# GRRR! Just screwed up 4 locomotives !!!



## BrokeCurmudgeon (Feb 8, 2016)

I am going to give up JMRI. hwell: I think that it is a wonderful program and one can't beat the cost but, it is very easy to destroy much work. Hopefully I haven't fried all 4 decoders. I was setting up a brand new Bachmann 2-6-0 Alco and I told JMRI Decoder Pro to write to all sheets and I have not a clue what else I told it to do. Now, the other 3 locos as well as the 2-6-0 do not respond.:dunno: On some, the headlight is on and they are sitting there waiting for a NCE Powercab command but nothing. I got out a put away loco and tested it on my test track and all was good. NCE PowerCam is good.
I was so frustrated that I had to leave and vent! :smilie_daumenneg: Hopefully all I did was mess up the cv's. When I get over my anger at myself I will reset to factory defaults and see if all is good. I am hopinghwell: This hobby can be a real trial for an old man who has fat fingers and is losing his mind to the fog of old age.:smilie_daumenneg::thumbsdown::thumbsdown:


----------



## crusader27529 (Apr 3, 2016)

On a healthy locomotive (no wiring issues or other problems), there is no way that a functional DCC system can damage a decoder by programming......
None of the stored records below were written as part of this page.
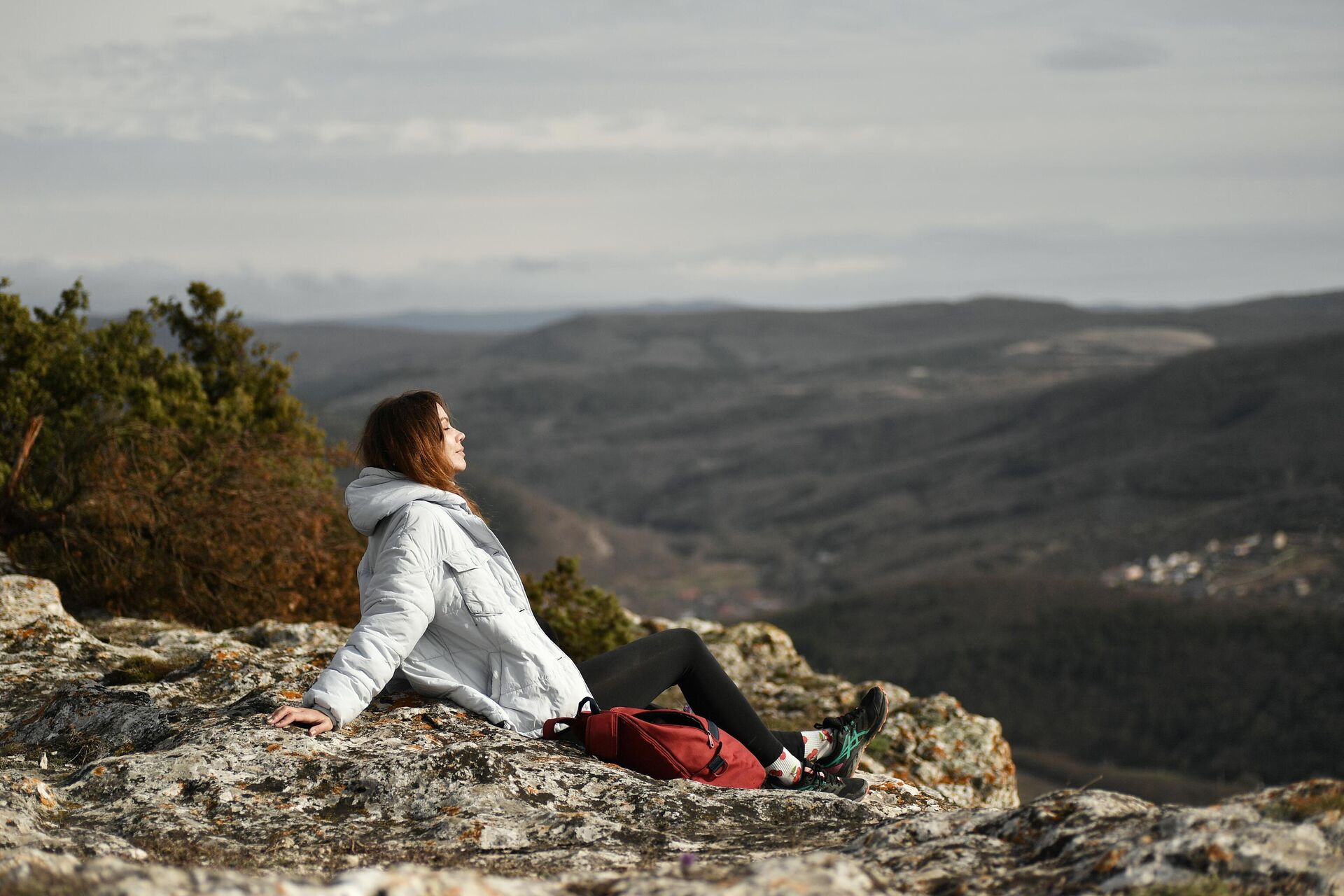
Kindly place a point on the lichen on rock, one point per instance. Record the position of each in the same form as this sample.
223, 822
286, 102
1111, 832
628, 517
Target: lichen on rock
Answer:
174, 783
You should be able to restore the decoders with a reset.


----------



## RT_Coker (Dec 6, 2012)

DCC-CV frustrations could lead to better decoder design. Are you listening decoder manufacturers?

On the decoder I am working on all the CV’s resided in temporary-memory (RAM) and they are loaded from “permanent”-memory (EEPROM) at start-up and by command. They are only saved to “permanent”-memory by command. The temporary-memory (operating-characteristics) CV’s can also be changed by command during loco-operation. This makes changing/testing/saving CV’s much easier and more reliable.
Bob


----------